Dans la seule pièce chauffée, soyons francs, le thermomètre accroché à la droite de la porte d'entrée marquait 16, et 13/14, voire moins, en fin de nuit. Dans les chambres, il n'y avait pas de thermomètre et cela valait mieux pour tout le monde : ce qu'on ne connait pas ne peut pas nuire. Un hiver d'onglée particulièrement féroce, ma mère s'était faite prêter, toujours par sa catholic-connection, des couvertures électriques. Nous apprîmes plus tard par les journaux le point commun que celles-ci pouvaient avoir avec la chaise du même nom, mais comme il y a un bon dieu pour la racaille, nous en réchappâmes.

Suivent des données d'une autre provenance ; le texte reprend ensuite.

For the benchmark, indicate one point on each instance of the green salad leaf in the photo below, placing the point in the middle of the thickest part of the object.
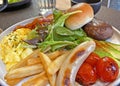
(61, 37)
(13, 1)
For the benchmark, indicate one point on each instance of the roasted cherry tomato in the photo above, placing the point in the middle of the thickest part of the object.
(86, 75)
(92, 59)
(107, 69)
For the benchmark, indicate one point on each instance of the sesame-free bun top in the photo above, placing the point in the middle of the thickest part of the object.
(78, 20)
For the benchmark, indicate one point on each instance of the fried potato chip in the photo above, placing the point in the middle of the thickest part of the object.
(55, 54)
(24, 71)
(13, 82)
(56, 64)
(23, 63)
(46, 62)
(33, 61)
(37, 80)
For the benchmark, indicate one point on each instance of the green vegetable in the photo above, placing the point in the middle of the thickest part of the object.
(13, 1)
(61, 37)
(104, 49)
(33, 34)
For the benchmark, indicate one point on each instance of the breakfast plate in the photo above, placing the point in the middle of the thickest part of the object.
(114, 39)
(17, 5)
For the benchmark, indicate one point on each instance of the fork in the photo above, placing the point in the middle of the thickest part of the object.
(46, 6)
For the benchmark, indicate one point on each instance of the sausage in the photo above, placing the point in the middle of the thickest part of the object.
(69, 68)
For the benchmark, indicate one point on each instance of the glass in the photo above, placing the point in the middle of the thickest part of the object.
(96, 4)
(45, 6)
(3, 4)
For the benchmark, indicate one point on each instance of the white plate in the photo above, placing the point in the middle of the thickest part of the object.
(114, 39)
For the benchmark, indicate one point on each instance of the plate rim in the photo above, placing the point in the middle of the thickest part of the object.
(11, 28)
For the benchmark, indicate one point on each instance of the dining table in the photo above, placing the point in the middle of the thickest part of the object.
(30, 10)
(9, 18)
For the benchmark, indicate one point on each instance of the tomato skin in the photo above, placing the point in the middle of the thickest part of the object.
(92, 59)
(86, 74)
(107, 69)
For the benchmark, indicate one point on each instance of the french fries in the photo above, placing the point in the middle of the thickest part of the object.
(55, 54)
(37, 80)
(41, 68)
(24, 71)
(33, 61)
(24, 62)
(13, 82)
(56, 64)
(46, 62)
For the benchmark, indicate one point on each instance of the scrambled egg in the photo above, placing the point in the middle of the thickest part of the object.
(11, 47)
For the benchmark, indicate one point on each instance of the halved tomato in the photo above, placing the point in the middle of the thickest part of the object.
(107, 69)
(86, 74)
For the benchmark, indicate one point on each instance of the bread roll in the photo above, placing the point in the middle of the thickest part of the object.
(78, 20)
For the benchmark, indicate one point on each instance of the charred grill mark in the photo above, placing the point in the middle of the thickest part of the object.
(66, 79)
(76, 55)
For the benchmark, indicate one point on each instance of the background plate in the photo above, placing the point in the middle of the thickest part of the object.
(114, 39)
(17, 5)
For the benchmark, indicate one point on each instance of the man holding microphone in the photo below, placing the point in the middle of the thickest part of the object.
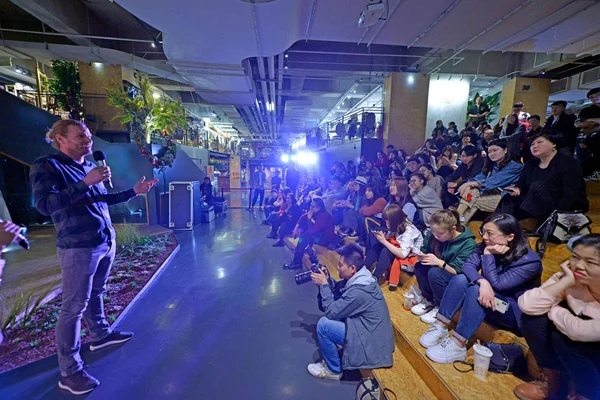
(8, 233)
(69, 188)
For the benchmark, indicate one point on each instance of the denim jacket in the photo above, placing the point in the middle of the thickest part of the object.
(499, 178)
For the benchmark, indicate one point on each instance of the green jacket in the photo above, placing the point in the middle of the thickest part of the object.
(454, 252)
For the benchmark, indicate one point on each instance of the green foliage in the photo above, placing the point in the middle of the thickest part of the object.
(493, 102)
(66, 87)
(24, 307)
(146, 116)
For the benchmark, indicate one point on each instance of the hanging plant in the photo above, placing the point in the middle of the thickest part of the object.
(66, 87)
(148, 117)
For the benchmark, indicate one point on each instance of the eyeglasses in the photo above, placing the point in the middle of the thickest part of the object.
(489, 234)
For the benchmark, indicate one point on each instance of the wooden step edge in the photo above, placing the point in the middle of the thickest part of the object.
(401, 379)
(432, 379)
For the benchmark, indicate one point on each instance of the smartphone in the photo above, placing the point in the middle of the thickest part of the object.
(501, 305)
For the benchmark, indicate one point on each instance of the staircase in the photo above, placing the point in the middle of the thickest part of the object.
(413, 375)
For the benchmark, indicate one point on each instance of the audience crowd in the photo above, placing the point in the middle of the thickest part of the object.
(410, 213)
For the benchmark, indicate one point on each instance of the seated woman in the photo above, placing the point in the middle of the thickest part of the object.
(482, 192)
(434, 181)
(425, 198)
(398, 248)
(549, 181)
(286, 222)
(356, 199)
(398, 195)
(513, 133)
(444, 251)
(503, 268)
(447, 162)
(561, 323)
(314, 227)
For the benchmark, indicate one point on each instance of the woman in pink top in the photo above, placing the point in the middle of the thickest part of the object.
(561, 323)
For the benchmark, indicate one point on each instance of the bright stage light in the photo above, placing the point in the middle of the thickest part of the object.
(306, 158)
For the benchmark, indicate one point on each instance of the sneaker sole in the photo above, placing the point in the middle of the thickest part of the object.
(76, 393)
(446, 360)
(419, 314)
(111, 343)
(423, 344)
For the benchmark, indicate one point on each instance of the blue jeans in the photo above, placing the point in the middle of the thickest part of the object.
(331, 333)
(461, 295)
(432, 282)
(84, 274)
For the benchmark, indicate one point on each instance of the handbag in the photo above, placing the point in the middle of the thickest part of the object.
(506, 359)
(560, 227)
(369, 389)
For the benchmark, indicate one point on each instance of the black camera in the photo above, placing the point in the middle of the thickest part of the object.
(304, 277)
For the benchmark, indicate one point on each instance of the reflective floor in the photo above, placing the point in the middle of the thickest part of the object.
(222, 321)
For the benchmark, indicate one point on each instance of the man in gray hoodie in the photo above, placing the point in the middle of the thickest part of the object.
(356, 317)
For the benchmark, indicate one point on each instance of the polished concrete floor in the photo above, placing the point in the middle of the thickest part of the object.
(222, 321)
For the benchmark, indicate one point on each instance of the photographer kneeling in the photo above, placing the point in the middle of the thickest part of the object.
(356, 317)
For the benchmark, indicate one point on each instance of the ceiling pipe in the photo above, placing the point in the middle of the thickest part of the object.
(434, 23)
(313, 8)
(339, 102)
(390, 14)
(357, 105)
(579, 39)
(280, 83)
(272, 113)
(77, 35)
(265, 92)
(537, 23)
(462, 47)
(343, 53)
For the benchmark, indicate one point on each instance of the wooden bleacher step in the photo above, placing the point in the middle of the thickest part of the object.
(442, 379)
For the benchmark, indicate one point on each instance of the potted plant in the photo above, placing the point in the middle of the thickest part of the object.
(147, 117)
(493, 102)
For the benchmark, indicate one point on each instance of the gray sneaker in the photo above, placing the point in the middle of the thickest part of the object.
(79, 383)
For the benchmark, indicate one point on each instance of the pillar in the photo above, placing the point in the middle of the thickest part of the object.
(405, 110)
(532, 92)
(95, 79)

Syndrome d'Edmond Dantès, quand on a connu le pire, la vie devient un tapis de roses, on l'apprécie comme nul autre, tout a la saveur du "mieux".

Je passerai mes jours jusqu'au dernier à remercier mes parents d'avoir été pauvres (et travailleurs), à m'avoir appris à me contenter de peu, à ne pas me plaindre et aussi à chercher sans relâche dans la botte de paille de la détresse l'indispensable petite aiguille de l'humour.

Quand une envie me prend de me griller la cervelle, je le fais à feu vif en saupoudrant d'ail et de persil.